However, almost all have linkages to both Britain and Europe in some way or another and so the indirect effect through Europe comes in to play in all instances. What affects Britain affects Europe and vice versa but in the case of Brexit it is anybody’s guess as to how that plays out.
The list below is JSE companies I have identified for whom Europe in total is quite important. This is not exhaustive.
Some, such as Brait, Foschini, Discovery, Bidcorp and Netcare have a relatively important exposure to Britain.
Of these, Brait is the most exposed to Britain at approximately 70% of net asset value due to investments in New Look, Virgin Active and Iceland Foods. The UK business of Discovery contributes 15% of normalised operating profit. Phase 8 contributed 17% of total Foschini sales in the past fiscal year with Britain the largest market. The UK is the largest single market by revenue and profit for Bidcorp although this is diminishing proportionately as the business expands internationally. For Netcare, whilst the UK is approximately half of revenue the contribution at the earnings line is only 3% due to the capital structure.
For Spar, which has 26% of turnover now coming from Ireland, Britain is a critical trading partner for Ireland and so it’ll be watching carefully. Steinhoff is listed in Frankfurt but has important manufacturing and retail operations in Britain. Imperial has important operations in Germany and it has just agreed a £163 million deal to buy a British freight company with distribution across twenty European countries. Ascendis is expanding rapidly in Europe but its advisory services and funding partners are all based in England.
All have a vested interest in stability and progress.
One thing we do know is that executives manage that which they can manage. Whilst some safeguards have been put in place, such as property deals contingent on a particular outcome, there is frankly not a lot that can be done. Even if on Friday 24 June a Brexit is on, we still won’t really know where we stand as there will be a long and tortuous exit negotiation.

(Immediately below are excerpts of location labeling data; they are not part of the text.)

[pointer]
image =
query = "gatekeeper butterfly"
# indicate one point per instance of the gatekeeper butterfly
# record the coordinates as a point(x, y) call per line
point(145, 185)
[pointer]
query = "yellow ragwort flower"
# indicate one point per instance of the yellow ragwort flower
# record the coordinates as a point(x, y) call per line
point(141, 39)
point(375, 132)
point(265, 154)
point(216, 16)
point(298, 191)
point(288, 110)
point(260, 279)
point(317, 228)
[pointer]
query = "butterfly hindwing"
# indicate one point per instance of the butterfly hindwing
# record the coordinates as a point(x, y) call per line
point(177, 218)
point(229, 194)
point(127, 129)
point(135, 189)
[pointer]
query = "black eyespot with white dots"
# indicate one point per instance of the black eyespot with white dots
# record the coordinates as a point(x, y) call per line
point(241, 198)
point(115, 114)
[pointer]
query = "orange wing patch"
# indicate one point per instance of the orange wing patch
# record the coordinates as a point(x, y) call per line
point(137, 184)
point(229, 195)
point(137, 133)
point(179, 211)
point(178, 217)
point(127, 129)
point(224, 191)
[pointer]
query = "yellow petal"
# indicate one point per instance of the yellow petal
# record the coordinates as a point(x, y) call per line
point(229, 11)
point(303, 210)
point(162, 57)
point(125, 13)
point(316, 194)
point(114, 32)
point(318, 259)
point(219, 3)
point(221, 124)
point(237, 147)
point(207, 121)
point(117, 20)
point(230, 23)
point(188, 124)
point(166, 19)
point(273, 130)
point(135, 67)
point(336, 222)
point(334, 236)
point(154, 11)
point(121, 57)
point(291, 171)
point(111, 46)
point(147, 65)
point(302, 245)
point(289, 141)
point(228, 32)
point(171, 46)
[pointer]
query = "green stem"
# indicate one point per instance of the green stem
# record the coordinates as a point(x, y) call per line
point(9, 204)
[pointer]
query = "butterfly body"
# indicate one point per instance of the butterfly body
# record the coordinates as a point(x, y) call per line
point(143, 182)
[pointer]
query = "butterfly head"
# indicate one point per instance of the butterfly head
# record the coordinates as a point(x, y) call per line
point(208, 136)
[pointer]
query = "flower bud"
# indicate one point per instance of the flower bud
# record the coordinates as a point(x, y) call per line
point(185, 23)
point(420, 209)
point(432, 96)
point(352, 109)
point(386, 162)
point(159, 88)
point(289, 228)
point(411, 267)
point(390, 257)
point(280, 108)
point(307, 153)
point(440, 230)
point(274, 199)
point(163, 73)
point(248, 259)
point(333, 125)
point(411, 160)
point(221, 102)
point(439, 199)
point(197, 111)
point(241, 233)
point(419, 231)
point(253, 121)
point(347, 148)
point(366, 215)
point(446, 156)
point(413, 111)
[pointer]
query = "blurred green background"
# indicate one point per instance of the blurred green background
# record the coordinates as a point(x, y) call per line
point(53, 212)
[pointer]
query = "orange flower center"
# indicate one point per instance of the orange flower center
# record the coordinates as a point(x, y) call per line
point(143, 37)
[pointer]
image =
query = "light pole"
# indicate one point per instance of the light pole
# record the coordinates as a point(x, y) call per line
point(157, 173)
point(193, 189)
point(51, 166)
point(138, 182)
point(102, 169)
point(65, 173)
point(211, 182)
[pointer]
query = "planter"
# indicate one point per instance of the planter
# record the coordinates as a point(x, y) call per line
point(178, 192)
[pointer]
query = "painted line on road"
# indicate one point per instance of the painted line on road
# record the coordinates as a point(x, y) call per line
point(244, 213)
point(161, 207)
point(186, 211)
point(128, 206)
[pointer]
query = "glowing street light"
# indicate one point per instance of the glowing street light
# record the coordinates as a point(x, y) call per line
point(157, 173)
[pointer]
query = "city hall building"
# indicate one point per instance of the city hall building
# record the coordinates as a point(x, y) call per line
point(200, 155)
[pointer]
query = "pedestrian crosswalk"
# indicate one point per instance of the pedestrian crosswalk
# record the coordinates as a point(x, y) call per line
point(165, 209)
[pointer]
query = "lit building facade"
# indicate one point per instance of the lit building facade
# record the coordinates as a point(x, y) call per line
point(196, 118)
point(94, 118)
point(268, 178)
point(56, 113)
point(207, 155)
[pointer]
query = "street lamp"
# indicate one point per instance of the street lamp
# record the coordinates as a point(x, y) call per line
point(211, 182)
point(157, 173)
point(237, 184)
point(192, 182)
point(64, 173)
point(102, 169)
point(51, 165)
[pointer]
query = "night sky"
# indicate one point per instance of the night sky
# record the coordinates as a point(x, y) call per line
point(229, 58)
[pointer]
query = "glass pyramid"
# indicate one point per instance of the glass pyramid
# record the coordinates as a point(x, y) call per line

Irrespective of in or out, positive or negative, it is uncertainty that weighs most on confidence. Which is why the pound has been cheaper than it probably would be. It is a fair bet that should “Remain” prevail there will be a strengthening bias to sterling – which has other ramifications for South African investors too.
The Clash and the Stones may have as good enough a prediction as anyone. After 23 June, “London Calling” may still be a signature tune for Europe and the Brits will shrug and reckon “You Can’t Always Get What You Want” and maybe get on with being influential from within.